Ce vote montre bien que le consensus souhaité publiquement par Emmanuel Macron sur ce sujet difficile n’est décidément pas au rendez-vous. il confortera tous ceux qui continuent à se mobiliser pacifiquement depuis de longs mois, sans céder au découragement ni aux intimidations. il servira surtout, et c’est l’essentiel, à remettre dans la lumière un projet que le contexte sanitaire avait repoussé au second plan, malgré son enjeu proprement existentiel pour notre société.

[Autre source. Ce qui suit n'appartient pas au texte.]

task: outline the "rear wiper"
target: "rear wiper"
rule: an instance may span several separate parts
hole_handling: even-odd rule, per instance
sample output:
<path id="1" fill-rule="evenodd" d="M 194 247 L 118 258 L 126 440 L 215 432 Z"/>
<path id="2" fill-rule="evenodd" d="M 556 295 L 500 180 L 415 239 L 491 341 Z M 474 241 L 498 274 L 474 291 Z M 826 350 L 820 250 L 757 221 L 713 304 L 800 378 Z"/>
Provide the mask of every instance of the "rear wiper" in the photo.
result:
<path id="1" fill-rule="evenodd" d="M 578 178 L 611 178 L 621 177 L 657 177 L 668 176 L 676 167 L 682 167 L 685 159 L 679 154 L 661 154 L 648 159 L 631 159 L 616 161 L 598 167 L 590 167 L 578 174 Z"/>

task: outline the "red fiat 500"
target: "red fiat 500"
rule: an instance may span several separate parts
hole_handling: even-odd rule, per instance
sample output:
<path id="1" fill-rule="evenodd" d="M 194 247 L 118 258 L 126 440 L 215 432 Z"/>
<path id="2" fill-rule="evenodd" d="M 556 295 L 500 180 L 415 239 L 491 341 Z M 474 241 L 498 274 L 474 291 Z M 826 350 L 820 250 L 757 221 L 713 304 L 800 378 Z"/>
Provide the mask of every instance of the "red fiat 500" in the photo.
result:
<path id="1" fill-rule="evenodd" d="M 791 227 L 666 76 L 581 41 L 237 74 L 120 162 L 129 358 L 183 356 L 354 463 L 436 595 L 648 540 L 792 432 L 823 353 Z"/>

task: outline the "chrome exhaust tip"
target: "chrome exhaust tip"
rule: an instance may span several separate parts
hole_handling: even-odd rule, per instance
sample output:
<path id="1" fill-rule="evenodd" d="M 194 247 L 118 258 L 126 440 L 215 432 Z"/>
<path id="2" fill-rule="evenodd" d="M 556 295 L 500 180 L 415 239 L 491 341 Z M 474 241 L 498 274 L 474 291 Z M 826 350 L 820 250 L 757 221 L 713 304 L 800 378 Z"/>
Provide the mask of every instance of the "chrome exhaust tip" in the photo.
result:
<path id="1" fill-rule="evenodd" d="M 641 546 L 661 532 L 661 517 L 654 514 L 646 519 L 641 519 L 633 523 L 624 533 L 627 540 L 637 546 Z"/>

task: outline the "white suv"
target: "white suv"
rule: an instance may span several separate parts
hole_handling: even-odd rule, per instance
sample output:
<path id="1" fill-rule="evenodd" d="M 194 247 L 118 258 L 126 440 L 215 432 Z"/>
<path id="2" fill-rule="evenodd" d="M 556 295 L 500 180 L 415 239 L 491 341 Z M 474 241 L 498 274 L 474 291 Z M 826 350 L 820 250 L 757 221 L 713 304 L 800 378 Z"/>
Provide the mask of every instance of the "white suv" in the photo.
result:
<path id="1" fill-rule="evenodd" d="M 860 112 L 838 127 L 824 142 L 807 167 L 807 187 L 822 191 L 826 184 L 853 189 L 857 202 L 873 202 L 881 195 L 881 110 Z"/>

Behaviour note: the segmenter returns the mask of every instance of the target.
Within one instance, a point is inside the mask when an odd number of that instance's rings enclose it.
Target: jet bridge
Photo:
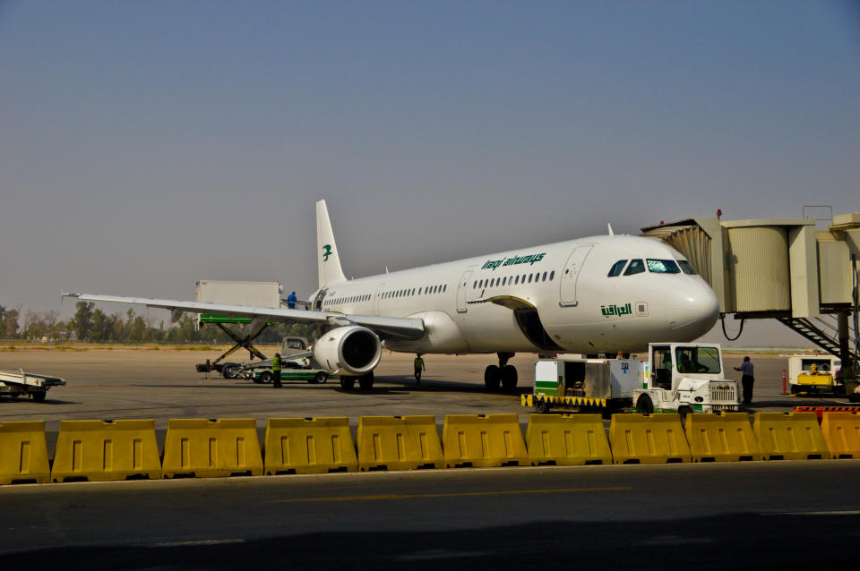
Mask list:
[[[860,212],[808,215],[821,208],[830,207],[804,207],[801,218],[751,220],[723,220],[718,211],[647,226],[641,235],[687,257],[717,294],[721,319],[734,314],[742,330],[744,320],[775,319],[839,357],[840,377],[856,379]]]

La loi dite bioéthique que la majorité LREM s’obstine à vouloir faire adopter, serait, paraît-il, « un marqueur progressiste ». Mais où est le progrès dans la création d’une filiation artificielle qui nous entraînerait tout droit vers une marchandisation de la procréation ? dans l’invention d’un état civil affirmant contre toute évidence qu’un enfant peut avoir deux mamans et pas de papa ? ouvrons les yeux : l’absence d’un père ou d’une mère est toujours une souffrance et l’incroyable succès des tests ADN (pourtant officiellement interdits en France) montre bien que la fiction d’une double maternité ne résisterait pas à la quête d’origine qui étreint de plus en plus de jeunes.
Ce projet de loi mérite mieux que des affrontements partisans et des calculs électoralistes. Considérer que l’être humain n’est pas un objet dont nous pouvons disposer à notre guise devrait au contraire réunir une majorité attachée au bien commun, par-delà les étiquettes politiques. les écologistes, qui se battent contre les OGM dans l’agriculture, devraient refuser les manipulations génétiques sur les embryons humains. les élus de gauche, qui rejettent la toute-puissance du marché, devraient s’élever contre un système qui conduira à acheter sur catalogue le sperme de donneurs sélectionnés à prix d’or.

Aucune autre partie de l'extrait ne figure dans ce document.